This included running up impairment charges of $16.8 billion post-tax or $22.3 billion pre-tax, as a result of ‘revised medium- and long-term price and refining margin outlook assumptions in response to the Covid-19 pandemic and macroeconomic conditions as well as energy market demand and supply fundamentals,’ the company gloomily said.
Shares in Shell fell 2.7% to £11.494.
Half year segment earnings were a loss of $6.1 billion, which included a post-tax impairment charge of $8.2 billion, mainly related to the Queensland Curtis LNG and Prelude floating LNG operations in Australia.
The company reported adjusted earnings of $0.6 billion for the second quarter of 2020, reflecting lower realised prices for oil, LNG and gas, lower realised refining margins, oil products sales volumes and higher well write-offs, compared with the second quarter of 2019.
Royal Dutch Shell announced cash flow from operating activities for the second quarter was $2.6 billion, which included negative working capital movements of $4 billion.

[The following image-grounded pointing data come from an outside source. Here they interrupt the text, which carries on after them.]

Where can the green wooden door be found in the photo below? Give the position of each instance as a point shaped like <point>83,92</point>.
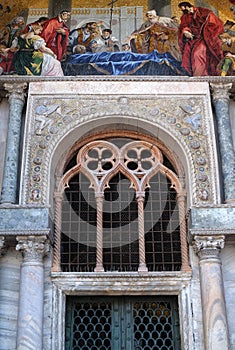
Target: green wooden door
<point>122,323</point>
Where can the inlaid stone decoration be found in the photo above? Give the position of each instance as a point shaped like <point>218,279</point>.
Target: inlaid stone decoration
<point>57,109</point>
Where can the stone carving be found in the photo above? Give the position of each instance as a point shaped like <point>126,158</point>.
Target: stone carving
<point>192,114</point>
<point>33,247</point>
<point>208,242</point>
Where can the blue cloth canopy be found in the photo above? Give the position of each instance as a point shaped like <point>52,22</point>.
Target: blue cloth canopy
<point>122,63</point>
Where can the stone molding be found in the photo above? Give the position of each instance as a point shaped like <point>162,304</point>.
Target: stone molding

Compared with the second quarter of 2019, total production decreased by 2%, which the company said was mainly due to more maintenance activities in Australia and lower demand.
In the first half of 2020, total production rose 5% compared with the same period in 2019, mainly due to less maintenance activities, new fields and field ramp-ups, as well as the transfer of the Rashpetco operations in Egypt from the upstream segment.
Cash flow from operating activities for the first half of 2020 was $6.6 billion.